The present study was used as an inductive approach to conventional content analysis and was funded and approved by the ethical committee of Mazandaran University of medical sciences (IR.MAZUMS.REC.1397.1230 code).

Purposive sampling was used to select undergraduate nursing students who had passed at least five semesters. Maximum variation was observed in terms of gender, age, academic semesters, and average scores of previous semesters. The students' perception was assessed using individual face-to-face semi-structured interviews. Fundamental nursing care in the present study refers to the care of the skin, the hair, the nails, and the oral and perennial area,[5] which was performed by the students. The participants decided on the time and location of all the interviews, which were recorded using an mp3 device. The participants were asked to speak freely during the interviews and express their perception of providing the patients with fundamental nursing care. The questions posed to the participants were as follows:

  1. What are your experiences of providing the patients with fundamental nursing care?
  2. How do you feel when providing fundamental nursing care?

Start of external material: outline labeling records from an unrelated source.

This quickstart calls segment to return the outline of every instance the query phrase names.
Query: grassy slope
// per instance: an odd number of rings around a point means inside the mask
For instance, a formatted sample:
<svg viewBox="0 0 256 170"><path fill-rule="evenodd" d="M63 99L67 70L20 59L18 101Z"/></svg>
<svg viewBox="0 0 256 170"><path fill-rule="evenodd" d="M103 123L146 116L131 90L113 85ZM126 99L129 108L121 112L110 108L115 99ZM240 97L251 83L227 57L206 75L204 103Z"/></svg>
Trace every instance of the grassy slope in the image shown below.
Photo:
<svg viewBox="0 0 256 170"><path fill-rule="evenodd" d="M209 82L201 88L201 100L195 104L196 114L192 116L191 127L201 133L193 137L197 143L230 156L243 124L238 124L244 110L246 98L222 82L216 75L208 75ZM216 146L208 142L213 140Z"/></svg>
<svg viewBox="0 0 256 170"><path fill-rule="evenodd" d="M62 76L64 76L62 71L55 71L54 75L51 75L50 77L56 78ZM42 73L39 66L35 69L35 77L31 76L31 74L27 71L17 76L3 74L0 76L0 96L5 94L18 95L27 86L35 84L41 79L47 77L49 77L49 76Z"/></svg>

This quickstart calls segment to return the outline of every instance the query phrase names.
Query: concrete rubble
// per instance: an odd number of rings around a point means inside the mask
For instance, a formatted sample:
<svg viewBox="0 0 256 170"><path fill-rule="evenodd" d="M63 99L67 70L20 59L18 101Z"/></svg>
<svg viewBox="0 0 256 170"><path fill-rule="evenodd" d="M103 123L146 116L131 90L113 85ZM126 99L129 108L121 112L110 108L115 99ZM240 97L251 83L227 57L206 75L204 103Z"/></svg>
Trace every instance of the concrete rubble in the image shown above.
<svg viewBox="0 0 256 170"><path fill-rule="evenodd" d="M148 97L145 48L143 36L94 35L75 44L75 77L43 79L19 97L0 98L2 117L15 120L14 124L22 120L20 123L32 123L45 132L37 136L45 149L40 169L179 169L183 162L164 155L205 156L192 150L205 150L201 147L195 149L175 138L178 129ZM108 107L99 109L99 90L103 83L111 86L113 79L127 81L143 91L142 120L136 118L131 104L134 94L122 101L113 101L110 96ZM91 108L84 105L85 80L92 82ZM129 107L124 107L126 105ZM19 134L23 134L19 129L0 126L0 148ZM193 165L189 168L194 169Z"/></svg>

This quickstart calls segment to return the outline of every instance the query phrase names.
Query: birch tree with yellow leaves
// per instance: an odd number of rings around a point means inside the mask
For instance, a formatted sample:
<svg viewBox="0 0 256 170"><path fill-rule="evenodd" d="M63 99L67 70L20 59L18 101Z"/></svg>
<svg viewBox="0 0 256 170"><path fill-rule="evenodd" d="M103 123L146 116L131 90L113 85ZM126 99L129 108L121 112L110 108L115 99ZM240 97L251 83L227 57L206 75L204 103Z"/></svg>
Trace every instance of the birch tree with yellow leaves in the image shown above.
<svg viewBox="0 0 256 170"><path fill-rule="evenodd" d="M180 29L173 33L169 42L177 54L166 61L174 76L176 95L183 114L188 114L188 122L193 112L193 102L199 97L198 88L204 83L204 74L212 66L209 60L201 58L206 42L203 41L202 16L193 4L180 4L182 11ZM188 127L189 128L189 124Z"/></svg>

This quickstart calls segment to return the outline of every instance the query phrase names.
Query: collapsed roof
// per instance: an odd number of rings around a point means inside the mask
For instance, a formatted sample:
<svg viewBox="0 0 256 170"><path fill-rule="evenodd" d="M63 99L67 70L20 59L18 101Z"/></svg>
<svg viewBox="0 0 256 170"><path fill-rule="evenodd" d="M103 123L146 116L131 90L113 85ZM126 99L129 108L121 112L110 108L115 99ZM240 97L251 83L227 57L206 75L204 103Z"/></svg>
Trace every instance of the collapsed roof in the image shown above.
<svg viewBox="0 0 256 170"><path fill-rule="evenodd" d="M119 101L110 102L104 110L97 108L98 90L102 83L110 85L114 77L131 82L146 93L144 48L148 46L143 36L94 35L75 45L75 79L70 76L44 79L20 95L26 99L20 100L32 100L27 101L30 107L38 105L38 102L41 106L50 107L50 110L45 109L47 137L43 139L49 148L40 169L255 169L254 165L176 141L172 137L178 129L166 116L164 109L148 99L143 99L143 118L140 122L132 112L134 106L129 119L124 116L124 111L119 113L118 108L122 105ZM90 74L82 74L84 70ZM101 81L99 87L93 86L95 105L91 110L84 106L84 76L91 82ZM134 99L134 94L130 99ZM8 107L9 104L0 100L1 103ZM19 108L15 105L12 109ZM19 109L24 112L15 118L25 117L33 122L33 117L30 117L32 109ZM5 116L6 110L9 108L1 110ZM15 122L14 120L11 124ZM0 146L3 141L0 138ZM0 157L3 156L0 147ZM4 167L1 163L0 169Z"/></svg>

Proper follow-up questions were used if necessary, such as “Please elaborate on this point,” “Please give an example if possible,” and “What do you mean by that?” The interviews continued until data saturation was reached and no new categories were emerging any longer. Data saturation means that only repeated data are obtained.[10] The interviews were promptly transcribed after they were recorded. The individual interviews lasted 40–60 min and for a mean duration of 40 min. Although data saturation was reached with ten individual interviews, two other participants were interviewed for greater certainty. The participants' addresses and phone numbers were included at the end of the interviews with their own consent so that the researchers could contact them if necessary.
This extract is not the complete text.